Multi dense layer
Created by: APJansen
MultiDense
Main idea: As discussed already in several places, the point of this PR is to merge the multiple replicas in the tightest way possible, which is at the level of the Dense
layer, here implemented as a MultiDense
layer.
The essence is this line and the lines around it. We extend the layer's weights from shape (in_units, out_units)
to shape (replicas, in_units, out_units)
, or (r, f, g)
for short.
The initial input at the first layer does not have a replica axis, its shape is (batch, n_gridpoints, features)
.
In this case the linked lines become einsum("bnf, rfg -> brng")
.
Every layer thereafter will have a replica axis. This simply adds an "r"
to the first term in the einsum, to give einsum("brnf, rfg -> brng")
. What this does is it uses the weights of replica i on the ith component of the input, that is on the previous layer's output corresponding to the same replica i. So it acts identically to the previous case, just more optimized.
MultiInitializer
Weight initialization: After all the refactorings before this, it is quite simple to initialize the weights in the same manner as is done now. A list of seeds is given, one per replica, along with an initializer which has a seed of its own, that the per replica seeds get added to. (So we can differentiate the different layers). A custom MultiInitializer
class takes care of resetting the initializer to a given replica's seed, creating that replica's weights, and stacking everything into a single weight tensor.
Note that many initializers' statistics depend on the shape of the input, so just using a single initializer out of the box not only will give different results because it is seeded differently, it will actually be statistically different.
Dropout
Naively applying dropout to multi replica outputs will not consistently mask an equal fraction of each replica.

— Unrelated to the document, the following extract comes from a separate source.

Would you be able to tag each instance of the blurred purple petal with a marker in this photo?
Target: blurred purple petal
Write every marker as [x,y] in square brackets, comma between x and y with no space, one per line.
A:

A simple and sufficient solution is to define dropout without the replica axis, and just broadcast to the replica dimension.
This is actually sort of supported already, you can subclass the Dropout
layer and override the method _get_noise_shape
, putting a None
where you want it to broadcast.
Note that while this would turn off the same components in every replica, there is no meaning or relation to the order of the weights, so that should be completely fine.

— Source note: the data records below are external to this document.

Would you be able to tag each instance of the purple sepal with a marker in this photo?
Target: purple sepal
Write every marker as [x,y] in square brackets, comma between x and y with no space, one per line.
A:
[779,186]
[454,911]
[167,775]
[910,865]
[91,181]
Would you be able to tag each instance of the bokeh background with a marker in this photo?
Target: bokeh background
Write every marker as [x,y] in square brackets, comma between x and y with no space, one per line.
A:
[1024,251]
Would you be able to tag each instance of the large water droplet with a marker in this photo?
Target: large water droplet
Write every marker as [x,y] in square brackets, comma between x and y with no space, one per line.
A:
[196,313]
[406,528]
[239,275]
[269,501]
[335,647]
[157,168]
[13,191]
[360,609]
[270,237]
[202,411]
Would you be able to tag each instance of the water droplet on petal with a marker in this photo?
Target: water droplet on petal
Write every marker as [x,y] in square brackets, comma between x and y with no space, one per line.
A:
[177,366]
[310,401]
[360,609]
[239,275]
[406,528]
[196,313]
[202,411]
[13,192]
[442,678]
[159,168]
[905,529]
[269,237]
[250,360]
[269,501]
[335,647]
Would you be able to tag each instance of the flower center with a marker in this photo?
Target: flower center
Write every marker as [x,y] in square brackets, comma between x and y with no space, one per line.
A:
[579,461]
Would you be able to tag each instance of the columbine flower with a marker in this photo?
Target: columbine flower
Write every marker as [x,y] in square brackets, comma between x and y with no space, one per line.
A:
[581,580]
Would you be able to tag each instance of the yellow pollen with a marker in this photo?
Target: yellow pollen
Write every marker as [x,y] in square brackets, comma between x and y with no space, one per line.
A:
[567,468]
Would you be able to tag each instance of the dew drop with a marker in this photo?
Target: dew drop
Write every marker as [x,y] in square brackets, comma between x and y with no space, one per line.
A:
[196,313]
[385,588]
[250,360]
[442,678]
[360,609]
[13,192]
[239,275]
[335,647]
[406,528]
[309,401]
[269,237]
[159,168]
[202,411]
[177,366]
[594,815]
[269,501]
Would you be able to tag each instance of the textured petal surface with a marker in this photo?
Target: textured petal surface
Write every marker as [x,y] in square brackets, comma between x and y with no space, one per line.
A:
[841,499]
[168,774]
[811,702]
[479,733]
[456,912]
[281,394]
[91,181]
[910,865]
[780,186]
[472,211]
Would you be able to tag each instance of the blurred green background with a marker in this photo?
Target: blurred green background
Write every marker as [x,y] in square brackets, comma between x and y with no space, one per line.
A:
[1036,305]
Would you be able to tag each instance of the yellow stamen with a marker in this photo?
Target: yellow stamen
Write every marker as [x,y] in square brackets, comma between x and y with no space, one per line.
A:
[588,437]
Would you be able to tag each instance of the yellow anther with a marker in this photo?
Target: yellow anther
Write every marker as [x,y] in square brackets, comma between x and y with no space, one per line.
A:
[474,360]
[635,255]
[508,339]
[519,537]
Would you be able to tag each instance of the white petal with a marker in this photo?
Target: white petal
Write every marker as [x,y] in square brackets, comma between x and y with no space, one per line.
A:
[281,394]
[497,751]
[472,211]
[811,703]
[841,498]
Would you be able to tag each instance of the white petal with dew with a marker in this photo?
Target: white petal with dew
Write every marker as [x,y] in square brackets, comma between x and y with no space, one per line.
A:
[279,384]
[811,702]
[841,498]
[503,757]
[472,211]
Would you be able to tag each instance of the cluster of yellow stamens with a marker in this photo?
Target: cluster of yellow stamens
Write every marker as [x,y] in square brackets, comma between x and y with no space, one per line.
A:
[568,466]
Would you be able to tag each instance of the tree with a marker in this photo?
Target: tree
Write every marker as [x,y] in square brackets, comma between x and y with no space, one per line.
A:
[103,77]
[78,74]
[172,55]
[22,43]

Update: Actually, this is not necessary at all. What I thought was that dropout always sets a fixed fraction to zero, but actually it works individually per number, so it is completely fine to use the standard dropout.
Integration
I'm not sure what the best way of integrating this into the existing framework is, what I've done now is to create an additional layer_type
, "multi_dense"
, that will have to be specified in the runcard to enable this. Previous behaviour with both layer_type="dense"
and layer_type="dense_per_flavour"
should be unaffected, the overhead to keep it like that is managable.
The upside of course is that if later changes become too complicated with this layer, you can always go back to the standard one. The downside though is that it creates yet another code path, and everything will have to be tested separately.
Alternatively it could just replace the current "dense"
layer type entirely, not sure if there is a nice middle ground.
Update After discussing briefly with Roy, we agreed it's not necessary to keep the old dense layer. Later I saw that actually it kind of is, as that is used under the hood in "dense_per_flavour" as well. So I have renamed that into "single_dense"
, and the new layer here as just "dense"
.
Tests
I have two unit tests, one shows that weight initalization is identical to standard dense layers. The second shows that the output on a test input is the same, up to what I think are round off errors.
Currently the CI is passing almost completely, with the only exception of a single test in python 3.11, a regression test, where one of the elements has a relative difference of 0.015, which is bigger than the tolerance of 0.002. I assume this is just an accumulation of round off differences, I have no idea what else it could be.
Comparison with new baseline: https://vp.nnpdf.science/FGwCRitnQhmqBYBjeQWS7Q==/
Timings
I have done some timing tests on the main runcar (NNPDF40_nnlo_as_01180_1000
), on Snellius, with 100 replicas on the GPU or 1 replica on the CPU. For completeness I'm also comparing to an earlier PR which made a big difference on performance, and the state of master just before that was merged. I still need to run the current master on the GPU.
branch | commit hash | 1 replica | 100 replicas | diff 1 | diff 100 |
---|---|---|---|---|---|
master | 5eebfbaf | 96 | 860 | 0 | 0 |
replica-axis-first | 8cbe0cfd | 96 | 505 | -1 | 355 |
current master | f40ddd9f | 116 | ?? | -19 | ?? |
multi-dense-layer | d8f28ff88a | 112 | 304 | 3 | 201 |
Status:
I need to do full fit comparisons, apart from that it's ready for review.